Após os atos terroristas em Paris, surgiram nas redes sociais críticas a pessoas que se solidarizavam com as vítimas, mas que estariam ignorando outras tragédias, como a em Minas Gerais e no Quênia. Você acredita que existe uma espécie de patrulhamento de manifestações?
Marcia Tiburi – Há certamente por parte de certos ativistas ou de cidadãos que tomam para si as questões coletivas. Não há nenhum problema em tomar para si as questões coletivas. Quando as pessoas dizem “Somos todos X”, elas querem dizer que são solidárias no sentido de que tomam como seu algo que não seria exatamente seu. Posso ficar tocado com os franceses, os quenianos, os indígenas ou Eduardo, morto aos 10 anos por um policial, dependendo de muitos fatores. Todos estão tocados por alguma coisa. Há, hoje em dia, e talvez sempre tenha havido, causas e injustiças para todos. Isso é uma ironia da democracia. Ao mesmo tempo, pode soar estarrecedor ver pessoas que não se importam com nada. Sobretudo quando essas pessoas vivem em contextos de privilégios. Fácil não se importar conforme os privilégios que se tenha. Paris toca muito mais quem a visitou ou tem amor à cultura francesa, a África é muito mais “nossa”, mas ela não é cultuada por quem detém os meios de produção da informação. Por um lado, a patrulha parece fazer bem ao “politicamente correto” que é uma verdadeira faca de dois gumes. Por outro, a patrulha (que está sempre a postos, por todos os lados) contribui também para o fim do diálogo e o fim do sentido da própria solidariedade.
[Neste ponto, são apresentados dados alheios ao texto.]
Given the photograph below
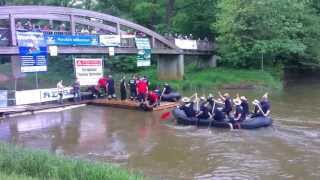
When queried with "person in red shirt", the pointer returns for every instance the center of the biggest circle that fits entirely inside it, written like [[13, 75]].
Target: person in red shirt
[[102, 84], [142, 89], [152, 100]]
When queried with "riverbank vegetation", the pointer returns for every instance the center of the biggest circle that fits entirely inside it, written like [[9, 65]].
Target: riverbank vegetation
[[18, 163]]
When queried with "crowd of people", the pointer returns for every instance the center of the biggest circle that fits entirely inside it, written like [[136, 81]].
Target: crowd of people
[[135, 89], [224, 108]]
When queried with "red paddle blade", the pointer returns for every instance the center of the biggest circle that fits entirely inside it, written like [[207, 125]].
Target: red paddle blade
[[165, 115]]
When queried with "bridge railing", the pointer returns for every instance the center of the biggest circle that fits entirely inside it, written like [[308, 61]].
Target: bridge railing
[[202, 45], [4, 37]]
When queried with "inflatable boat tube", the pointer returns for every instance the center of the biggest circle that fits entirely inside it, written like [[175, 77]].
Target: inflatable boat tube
[[171, 97], [252, 123]]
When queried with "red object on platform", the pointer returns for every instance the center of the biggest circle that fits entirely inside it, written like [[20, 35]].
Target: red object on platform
[[165, 115]]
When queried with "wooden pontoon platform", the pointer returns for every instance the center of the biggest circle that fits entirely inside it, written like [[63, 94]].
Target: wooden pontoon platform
[[127, 104]]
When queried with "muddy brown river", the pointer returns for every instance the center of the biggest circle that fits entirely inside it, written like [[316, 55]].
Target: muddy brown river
[[140, 141]]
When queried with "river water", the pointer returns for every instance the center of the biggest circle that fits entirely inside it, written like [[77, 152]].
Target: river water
[[141, 142]]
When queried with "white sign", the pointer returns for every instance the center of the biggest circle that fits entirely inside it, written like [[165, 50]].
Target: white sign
[[53, 50], [186, 44], [88, 71], [110, 40], [111, 51], [28, 97], [41, 95], [52, 94]]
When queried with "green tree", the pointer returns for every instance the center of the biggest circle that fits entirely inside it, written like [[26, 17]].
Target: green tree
[[249, 29]]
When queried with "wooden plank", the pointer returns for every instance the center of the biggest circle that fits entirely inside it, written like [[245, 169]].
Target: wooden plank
[[130, 104]]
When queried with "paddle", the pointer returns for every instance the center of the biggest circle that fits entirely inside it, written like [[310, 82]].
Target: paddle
[[258, 105], [165, 116]]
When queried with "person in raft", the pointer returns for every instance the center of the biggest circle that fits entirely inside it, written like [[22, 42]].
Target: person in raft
[[151, 100], [142, 89], [204, 112], [111, 89], [167, 89], [216, 112], [227, 104], [133, 88], [188, 107], [245, 105], [262, 107], [123, 89]]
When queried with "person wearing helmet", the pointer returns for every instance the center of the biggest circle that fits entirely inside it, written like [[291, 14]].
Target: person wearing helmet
[[187, 107], [245, 105], [262, 107], [227, 104]]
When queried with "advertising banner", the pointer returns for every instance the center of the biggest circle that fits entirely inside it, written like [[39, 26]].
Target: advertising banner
[[70, 40], [28, 97], [52, 94], [41, 95], [144, 52], [186, 44], [3, 98], [110, 40], [32, 51], [88, 71]]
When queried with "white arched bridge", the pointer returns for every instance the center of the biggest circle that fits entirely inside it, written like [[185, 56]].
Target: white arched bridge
[[69, 21]]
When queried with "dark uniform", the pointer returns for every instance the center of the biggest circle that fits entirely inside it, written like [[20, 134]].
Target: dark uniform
[[188, 109], [227, 107], [204, 112], [123, 89], [245, 107], [111, 90], [133, 90]]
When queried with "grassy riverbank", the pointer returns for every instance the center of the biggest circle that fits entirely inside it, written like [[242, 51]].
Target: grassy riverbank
[[214, 78], [194, 78], [18, 163]]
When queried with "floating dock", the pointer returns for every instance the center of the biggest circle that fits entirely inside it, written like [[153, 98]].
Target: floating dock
[[127, 104]]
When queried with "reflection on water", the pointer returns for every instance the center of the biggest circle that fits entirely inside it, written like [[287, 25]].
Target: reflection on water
[[140, 141]]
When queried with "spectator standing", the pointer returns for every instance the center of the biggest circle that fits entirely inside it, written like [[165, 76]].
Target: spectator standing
[[76, 90], [60, 91], [123, 88], [111, 89]]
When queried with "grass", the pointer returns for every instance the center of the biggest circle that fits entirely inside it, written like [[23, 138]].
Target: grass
[[18, 162], [213, 78]]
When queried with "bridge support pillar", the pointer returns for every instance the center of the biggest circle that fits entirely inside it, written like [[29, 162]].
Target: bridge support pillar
[[207, 61], [170, 67]]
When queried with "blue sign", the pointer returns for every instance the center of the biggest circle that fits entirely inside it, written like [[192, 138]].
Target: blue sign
[[70, 40], [32, 51]]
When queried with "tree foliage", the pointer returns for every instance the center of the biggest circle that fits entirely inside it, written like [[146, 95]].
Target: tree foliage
[[277, 29]]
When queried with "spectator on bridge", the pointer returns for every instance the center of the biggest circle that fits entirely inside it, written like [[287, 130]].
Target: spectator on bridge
[[76, 90], [19, 26], [62, 27], [60, 91], [133, 85], [111, 89]]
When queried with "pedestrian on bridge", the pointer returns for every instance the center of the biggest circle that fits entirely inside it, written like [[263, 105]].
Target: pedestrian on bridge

Isso porque, no ato de patrulhar, o patrulhador define o que é o certo e o errado e julga antes de entender o posicionamento do outro. No fundo da patrulha existe uma moral que prega o que é certo e o que é errado segundo seu ponto de vista sem dar chance de que o outro se expresse e que possa a vir melhorar sua expressão por meio de uma diálogo. A patrulha é policial e inevitavelmente violenta. A verdade da patrulha é que há necessidade de conter excessos, mas por outro lado, ela facilmente se transforma em tribunal e moralismo. O valor da solidariedade é deixado de lado em nome de uma disputa ideológica. Para complementar, como as pessoas escolhem com o que se indignar em termos morais e estéticos, com interesses ideológicos, então, acho que é bom também escutar a patrulha para ver se ela não tem um pingo de razão. 
 
A internet exacerba estes conflitos?
Tiburi – A internet, sobretudo na forma das redes sociais, administra um jogo de linguagem interessante no qual cada um é convidado a se expor no culto narcisista de nossos dias. Você pode se expor por meio de palavras e imagens como convém à lógica do espetáculo que nos rege. No jogo de poder e de empoderamento de si que a expressão promove, a guerra de todos contra todos está armada com a facilidade de que será tudo virtual. Há uma espécie de anti-política da ausência contra uma política da presença na qual tínhamos que bancar o que dizíamos e ter a coragem de dizê-lo de modo crítico e, apesar disso, civilizado. A internet facilita a grosseria, reduz o discurso à gritaria, enterra a possibilidade do diálogo que já não era fácil por outros meios. 
 
Você acredita que existe “indignação seletiva”?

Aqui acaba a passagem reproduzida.